Tantoco: The challenge for traditional banks will be to assure that compliance and regulatory requirements are met, while new business models and competition pop up from technology sectors. In addition, new entrants do not have to contend with legacy systems and existing platforms, but neither do they have the experience as the incumbents. It is going to be an interesting and exciting industry for years to come.

FST Media: What are your priorities for the next 12 to 18 months?

Tantoco: From an innovation perspective, the four key areas are mobile, social, big data, and cloud. And the fifth key area is the cumulative effect of the combination of these four. Each of these major trends are intertwined and should not be treated in isolation. Social media is being accelerated and transformed by mobile. Mobile is impacting business and personal interactions, which both in turn are generating huge stores of data which can be mined and analysed. Much of this is enabled by applications in the cloud which can be accessed by any device and connected to the Internet of Things (IoT). It is important to track and start to predict how these will impact our clients’ day-to-day decision-making and transactions, and how the workplace will change as these trends mature to the ‘new normal’.

FST Media: How do you encourage a culture of innovation in your team?

Tantoco: The emphasis here is on ‘applied’ innovation – in other words, to think in terms of a business-led driver for the innovation, such as revenue, new clients, new markets, rather than let the technology drive the innovation. Start with aligning to the business strategy and then match the technology to support it. At the same time, be on the lookout for game changers such as non-banking players offering financial services, which are on the rise in the financial technology sector. Disrupt yourself or someone else will.

FST Media: Every leader has a legacy they wish to be remembered for. What is yours?

Tantoco: When I started out years ago in software development and emerging technology, I expected there to be many more women in technology by now.

Beyond participating in successive waves of innovation such as artificial intelligence, electronic publishing, online advertising, mobile strategy, big data and social media.

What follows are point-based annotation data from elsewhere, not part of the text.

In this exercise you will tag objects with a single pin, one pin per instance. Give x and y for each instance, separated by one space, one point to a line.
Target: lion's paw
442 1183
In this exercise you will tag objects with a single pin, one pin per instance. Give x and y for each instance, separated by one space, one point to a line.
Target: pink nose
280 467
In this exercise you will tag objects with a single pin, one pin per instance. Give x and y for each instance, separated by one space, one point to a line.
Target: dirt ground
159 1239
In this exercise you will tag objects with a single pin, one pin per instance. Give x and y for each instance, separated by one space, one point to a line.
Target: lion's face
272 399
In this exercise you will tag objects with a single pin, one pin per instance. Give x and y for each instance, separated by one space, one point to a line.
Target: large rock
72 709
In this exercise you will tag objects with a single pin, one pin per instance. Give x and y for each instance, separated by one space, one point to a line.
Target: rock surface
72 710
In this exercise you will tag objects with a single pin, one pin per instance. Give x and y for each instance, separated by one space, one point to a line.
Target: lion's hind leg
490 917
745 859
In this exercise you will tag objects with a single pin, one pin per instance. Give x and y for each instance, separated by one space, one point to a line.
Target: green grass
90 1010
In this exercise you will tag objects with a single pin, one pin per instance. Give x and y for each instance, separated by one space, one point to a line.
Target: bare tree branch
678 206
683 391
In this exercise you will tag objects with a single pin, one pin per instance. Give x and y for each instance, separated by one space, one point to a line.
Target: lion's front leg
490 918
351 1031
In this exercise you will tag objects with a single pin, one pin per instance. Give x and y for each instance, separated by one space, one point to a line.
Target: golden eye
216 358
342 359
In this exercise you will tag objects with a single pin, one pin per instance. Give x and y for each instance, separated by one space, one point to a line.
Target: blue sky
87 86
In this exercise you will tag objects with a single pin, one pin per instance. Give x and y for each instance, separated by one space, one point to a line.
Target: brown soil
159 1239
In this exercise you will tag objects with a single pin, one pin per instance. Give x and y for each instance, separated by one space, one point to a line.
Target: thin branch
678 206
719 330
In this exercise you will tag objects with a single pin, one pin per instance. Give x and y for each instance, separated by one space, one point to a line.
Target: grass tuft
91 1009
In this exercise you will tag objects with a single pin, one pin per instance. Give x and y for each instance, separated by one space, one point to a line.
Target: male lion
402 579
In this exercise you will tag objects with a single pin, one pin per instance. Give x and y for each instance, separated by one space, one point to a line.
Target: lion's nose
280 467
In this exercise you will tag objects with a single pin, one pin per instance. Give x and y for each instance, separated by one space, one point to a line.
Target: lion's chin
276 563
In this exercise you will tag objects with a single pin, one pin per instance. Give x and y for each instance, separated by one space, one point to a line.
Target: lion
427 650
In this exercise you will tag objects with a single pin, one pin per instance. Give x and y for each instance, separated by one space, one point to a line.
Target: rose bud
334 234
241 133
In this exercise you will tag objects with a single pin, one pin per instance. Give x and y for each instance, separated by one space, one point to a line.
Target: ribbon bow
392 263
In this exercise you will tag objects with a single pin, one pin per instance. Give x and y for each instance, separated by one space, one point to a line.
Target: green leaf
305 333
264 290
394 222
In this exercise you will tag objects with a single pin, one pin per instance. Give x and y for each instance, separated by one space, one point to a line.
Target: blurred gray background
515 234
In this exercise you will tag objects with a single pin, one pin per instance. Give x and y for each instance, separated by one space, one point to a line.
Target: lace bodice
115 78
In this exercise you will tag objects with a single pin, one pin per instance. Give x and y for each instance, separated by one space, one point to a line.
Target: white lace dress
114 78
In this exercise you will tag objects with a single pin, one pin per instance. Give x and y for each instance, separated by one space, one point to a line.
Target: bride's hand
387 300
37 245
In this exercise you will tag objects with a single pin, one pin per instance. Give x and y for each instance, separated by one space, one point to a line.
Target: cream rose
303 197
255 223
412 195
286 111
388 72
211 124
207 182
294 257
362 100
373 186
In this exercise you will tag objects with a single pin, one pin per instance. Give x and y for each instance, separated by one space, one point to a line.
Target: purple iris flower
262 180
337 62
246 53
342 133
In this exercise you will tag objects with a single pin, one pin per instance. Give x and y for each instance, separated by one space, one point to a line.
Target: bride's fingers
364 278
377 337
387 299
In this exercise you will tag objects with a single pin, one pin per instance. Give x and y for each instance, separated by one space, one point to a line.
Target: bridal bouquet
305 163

I am proud of my achievements as a woman role model. I hope my legacy is to be one of the visible women in technology with a software startup, CTO title, and four US patents, but my passion is for my legacy to be that I encouraged the next generation of women to create and drive this exciting technology revolution. We need both men and women to drive this change and this is just the start.

This interview first appeared in FST Media’s annual magazine The Who’s Who of Financial Services Asia Pacific, which launched at the Technology & Innovation – the Future of Banking & Financial Services conference in Melbourne on 4th June, 2014.